History of Harvard College Opera
For over 25 years, we have made it our mission to introduce Harvard College to the art of opera and to provide opera performance opportunities to undergraduates.
Harvard College Opera's history stretches back to the early 1990s, when a group of students in Dunster House of Harvard University, led by Ethan Sperry '93, began an annual tradition of staging operas in the Dunster House dining hall.
The Dunster House Opera was thus formed in 1992 as a house organization, in conjunction with the production of its first opera, Bizet's Carmen (1993). Since the beginning, we have oriented ourselves toward the future: our inaugural production was introduced by Sperry as “the first annual production of the Dunster House Opera Society." Years later, the company was officially recognized as an organization and “society” in 1997. For 20 years, the tradition of annual operas staged in the Dunster House dining hall continued, beginning with Carmen in 1993 and lasting until Massenet's Cendrillon in 2013.

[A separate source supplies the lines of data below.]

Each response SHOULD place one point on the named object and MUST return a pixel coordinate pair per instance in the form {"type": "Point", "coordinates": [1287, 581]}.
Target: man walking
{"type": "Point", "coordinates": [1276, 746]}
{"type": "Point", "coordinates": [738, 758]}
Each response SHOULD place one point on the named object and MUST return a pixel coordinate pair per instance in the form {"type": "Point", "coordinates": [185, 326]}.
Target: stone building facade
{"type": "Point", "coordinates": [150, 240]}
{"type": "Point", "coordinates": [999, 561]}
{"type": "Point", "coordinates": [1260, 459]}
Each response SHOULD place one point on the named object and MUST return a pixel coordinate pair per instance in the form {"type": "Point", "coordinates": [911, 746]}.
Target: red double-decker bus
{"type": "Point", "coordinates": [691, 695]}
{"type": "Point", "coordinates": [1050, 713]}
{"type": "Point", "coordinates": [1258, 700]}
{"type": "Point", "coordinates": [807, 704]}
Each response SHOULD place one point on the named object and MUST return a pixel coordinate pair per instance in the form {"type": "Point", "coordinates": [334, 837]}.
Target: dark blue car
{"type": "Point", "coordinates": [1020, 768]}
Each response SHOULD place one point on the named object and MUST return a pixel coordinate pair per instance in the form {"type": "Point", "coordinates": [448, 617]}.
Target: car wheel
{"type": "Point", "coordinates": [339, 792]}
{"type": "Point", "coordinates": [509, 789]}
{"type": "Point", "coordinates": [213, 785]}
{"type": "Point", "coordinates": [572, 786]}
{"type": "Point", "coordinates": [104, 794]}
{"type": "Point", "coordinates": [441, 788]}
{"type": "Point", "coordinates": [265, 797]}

Since 2014, we have produced annual operas in the historic Agassiz Theatre. After the end of our twenty-year residency in Dunster House, we assumed the name Harvard College Opera to reflect our orientation toward undergraduate-centered opera at Harvard University. Our 2018 production of Die Fledermaus marked our fifth year in the Agassiz Theatre.
Throughout our twenty-five-year history, our productions have been praised by critics for their quality and inventiveness. Our 2007 production of Mozart's Le Nozze di Figaro reimagined the Count and Countess Almaviva as 35th President John F. Kennedy and First Lady Jackie Kennedy, while our 2013 production of Massenet's Cendrillon depicted Cinderella's stepsisters as a pair of Mean Girls-esque sisters dressed head to toe in Juicy Couture. In 2018, our production of Strauss's Die Fledermaus introduced Orlofsky's masked ball to the twenty-first century as a wild office party, set against a visually striking backdrop of scintillating gold, garnering warm reviews from critics. Of our dramatically modern Fledermaus, a critic from The Boston Musical Intelligencer declared, “despite my prejudices in favor of the more traditional approaches to staging, which in general remain firm, I make an enthusiastic exception for this boisterous Fledermaus."
Most recently, our productions have ranged from time-honored classics, such as Mozart's Così fan Tutte (2014), to modern masterworks such as Stravinsky's The Rake's Progress (2015). We approach all of our operas — old and new — with a sense of vision and of the deep potential for newness presented by even centuries-old masterpieces. We look forward to welcoming you to our 2019 production.